Our galley's crew settle down in the bottom of the boat, and producing pipes and cigarettes from inside their caps, speculate on the chances of the day. Far ahead the smaller fry are negotiating the mark-buoy. Imperceptibly the breeze freshens, till the wind is whipping a wet smoke off the tops of the waves. Casey, tending the main-sheet, removes his pipe and spits overside. "I reckons we'll want our weather-boards before we'm done, sir," he prophesies. We have shown the rest of our class a clean pair of heels by now, and are fast overhauling the whalers. At last the mark-buoy.
"Down spinnaker!" and round we go, close hauled. Now the work starts. A white squall tearing down the bay blinds us with spray and fine desert sand. The water pours over the gunwale as we luff and luff again. There's nothing for it: we must reef, and while we do so, round come the remainder, some reefed and labouring, others lying up in the wind with flapping sails. A nasty short sea has set in, and at the snub of each wave, the galley, for all the careful nursing she receives, quivers like a sensitive being.
"She can't abear that reef in her foresail," says Casey; "it do make her that sluggish." As he spoke, our rival, the 32-ft. cutter, went thrashing past under full sail, her crew crouched to windward. It was going to be neck or nothing with them. Then, by James—
"Got anything to bail with, forward there?"
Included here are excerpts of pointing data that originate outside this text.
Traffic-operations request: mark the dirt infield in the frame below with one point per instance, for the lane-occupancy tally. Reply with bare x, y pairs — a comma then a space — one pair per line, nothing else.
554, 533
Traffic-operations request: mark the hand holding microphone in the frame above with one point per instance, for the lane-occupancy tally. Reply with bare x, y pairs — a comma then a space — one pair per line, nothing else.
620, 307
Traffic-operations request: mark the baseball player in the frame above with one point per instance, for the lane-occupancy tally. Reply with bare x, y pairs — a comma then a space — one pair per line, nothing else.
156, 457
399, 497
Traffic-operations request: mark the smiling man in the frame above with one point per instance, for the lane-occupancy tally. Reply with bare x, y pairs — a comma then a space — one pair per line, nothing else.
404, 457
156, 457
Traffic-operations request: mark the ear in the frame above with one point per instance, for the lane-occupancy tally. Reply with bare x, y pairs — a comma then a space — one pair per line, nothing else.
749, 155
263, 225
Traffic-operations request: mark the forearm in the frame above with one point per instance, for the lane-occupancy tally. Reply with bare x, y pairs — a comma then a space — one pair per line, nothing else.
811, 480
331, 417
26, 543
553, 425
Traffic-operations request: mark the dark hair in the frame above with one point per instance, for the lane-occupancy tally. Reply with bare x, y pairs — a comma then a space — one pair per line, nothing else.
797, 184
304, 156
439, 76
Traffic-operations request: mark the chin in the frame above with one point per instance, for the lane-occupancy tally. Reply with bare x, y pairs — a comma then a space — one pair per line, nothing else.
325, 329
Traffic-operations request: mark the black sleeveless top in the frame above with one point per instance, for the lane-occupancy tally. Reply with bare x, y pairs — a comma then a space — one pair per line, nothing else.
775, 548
"Yessir!" replied seven voices as one.
"Stand-by to shake out that reef!" We luffed for a second while two gigs and a pinnace crept up on our quarter, and then off we went in the seething wake of the cutter. Even Casey's big toe curled convulsively as he braced himself against the thwart and spat on his hands to get a fresh grip on the main-sheet. The spray hissed over us like rain, and, under cover of his oilskin, I believe No. 5, perched on the weather gunwale, was sorrowfully unlacing his boots.
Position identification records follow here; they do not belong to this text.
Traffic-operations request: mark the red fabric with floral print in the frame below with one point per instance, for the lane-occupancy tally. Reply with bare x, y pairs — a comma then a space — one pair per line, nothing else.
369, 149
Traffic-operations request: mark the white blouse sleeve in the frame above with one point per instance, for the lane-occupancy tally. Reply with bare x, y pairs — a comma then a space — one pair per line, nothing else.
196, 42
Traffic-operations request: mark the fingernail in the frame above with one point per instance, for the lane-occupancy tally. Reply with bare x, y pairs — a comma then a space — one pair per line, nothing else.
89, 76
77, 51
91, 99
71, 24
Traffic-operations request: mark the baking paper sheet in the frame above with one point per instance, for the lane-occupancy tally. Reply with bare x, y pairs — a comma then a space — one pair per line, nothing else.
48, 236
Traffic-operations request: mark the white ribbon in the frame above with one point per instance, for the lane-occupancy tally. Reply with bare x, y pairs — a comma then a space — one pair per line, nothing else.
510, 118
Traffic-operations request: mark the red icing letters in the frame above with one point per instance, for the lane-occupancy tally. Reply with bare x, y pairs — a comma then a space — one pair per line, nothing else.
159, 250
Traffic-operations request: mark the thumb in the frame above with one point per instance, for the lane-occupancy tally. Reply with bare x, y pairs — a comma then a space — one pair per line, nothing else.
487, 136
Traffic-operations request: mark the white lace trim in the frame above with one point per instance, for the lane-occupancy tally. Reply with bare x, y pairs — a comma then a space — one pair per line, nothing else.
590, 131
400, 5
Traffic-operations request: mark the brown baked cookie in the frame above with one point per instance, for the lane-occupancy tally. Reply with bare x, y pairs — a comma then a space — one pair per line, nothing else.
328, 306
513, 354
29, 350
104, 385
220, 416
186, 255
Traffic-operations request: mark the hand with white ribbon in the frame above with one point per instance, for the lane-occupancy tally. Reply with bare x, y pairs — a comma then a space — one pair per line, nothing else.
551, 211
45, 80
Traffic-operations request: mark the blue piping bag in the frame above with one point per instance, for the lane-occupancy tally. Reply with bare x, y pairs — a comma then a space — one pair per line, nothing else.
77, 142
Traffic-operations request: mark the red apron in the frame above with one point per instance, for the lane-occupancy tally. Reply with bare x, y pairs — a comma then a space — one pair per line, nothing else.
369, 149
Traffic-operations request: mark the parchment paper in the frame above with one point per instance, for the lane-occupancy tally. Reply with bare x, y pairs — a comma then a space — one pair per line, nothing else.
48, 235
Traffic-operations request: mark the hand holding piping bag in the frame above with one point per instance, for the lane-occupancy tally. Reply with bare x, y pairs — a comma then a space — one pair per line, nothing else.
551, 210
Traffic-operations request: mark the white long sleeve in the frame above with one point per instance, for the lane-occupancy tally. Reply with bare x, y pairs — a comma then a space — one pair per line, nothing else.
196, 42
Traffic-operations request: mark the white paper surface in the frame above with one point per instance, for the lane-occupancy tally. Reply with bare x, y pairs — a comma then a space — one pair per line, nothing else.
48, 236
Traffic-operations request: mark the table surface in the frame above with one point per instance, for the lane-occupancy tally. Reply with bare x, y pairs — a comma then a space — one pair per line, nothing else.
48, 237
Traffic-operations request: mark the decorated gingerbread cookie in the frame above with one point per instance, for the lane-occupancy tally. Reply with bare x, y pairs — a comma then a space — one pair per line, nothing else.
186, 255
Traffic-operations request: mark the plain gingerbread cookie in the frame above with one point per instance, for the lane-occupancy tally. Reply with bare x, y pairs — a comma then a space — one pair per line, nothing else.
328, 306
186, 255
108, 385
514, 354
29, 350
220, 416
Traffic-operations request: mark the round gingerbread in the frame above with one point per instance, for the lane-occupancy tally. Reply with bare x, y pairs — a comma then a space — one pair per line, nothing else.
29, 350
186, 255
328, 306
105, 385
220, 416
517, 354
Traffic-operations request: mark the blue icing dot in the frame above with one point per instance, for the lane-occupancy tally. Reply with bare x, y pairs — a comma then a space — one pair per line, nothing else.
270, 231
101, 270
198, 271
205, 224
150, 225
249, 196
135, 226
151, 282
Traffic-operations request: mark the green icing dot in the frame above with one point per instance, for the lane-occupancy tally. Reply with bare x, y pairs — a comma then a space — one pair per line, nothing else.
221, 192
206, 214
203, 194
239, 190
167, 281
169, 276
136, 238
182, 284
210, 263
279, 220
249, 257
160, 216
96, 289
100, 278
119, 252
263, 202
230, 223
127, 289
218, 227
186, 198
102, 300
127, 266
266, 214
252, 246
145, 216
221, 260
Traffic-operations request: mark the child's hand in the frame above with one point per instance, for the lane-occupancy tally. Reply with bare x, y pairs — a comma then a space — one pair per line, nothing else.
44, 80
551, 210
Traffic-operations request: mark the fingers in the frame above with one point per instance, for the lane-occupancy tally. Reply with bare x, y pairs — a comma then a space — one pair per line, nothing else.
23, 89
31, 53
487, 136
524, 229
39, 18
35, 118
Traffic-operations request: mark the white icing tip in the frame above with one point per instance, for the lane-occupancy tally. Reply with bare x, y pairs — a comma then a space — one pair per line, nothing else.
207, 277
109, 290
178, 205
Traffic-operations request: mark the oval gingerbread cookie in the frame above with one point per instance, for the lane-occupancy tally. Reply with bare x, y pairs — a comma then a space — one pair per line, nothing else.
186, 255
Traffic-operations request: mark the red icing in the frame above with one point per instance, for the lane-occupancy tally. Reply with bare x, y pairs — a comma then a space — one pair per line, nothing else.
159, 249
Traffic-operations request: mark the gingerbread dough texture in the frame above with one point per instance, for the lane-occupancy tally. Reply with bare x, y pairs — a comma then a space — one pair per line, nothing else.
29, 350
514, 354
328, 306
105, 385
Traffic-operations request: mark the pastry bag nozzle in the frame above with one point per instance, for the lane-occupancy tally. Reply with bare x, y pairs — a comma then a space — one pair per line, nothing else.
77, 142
"If it don't get no worse," says Casey, "we'll do all right." With his bull-dog chin above the gunwale he commenced a running commentary on the proceedings. "... 'Strewth! There's 'is foremast gorn!" He gazed astern enraptured. "Commander's weather-shroud carried away, sir, an' 'im a-drifting 'elpless.... Them whalers is bailin' like loo-natics—" he gave a hoarse chuckle, "like proper loo-natics, sir.... That there launch precious near fouled the mark-buoy.... 'E'll run down that gig if 'e don't watch it. Their owner sailing 'er too."
Then the squalls died away and the breeze steadied. I could hear the surge of a launch as she came crashing along on our quarter, but once round the second mark-buoy and on the port tack no one could touch us—at least so Casey vowed.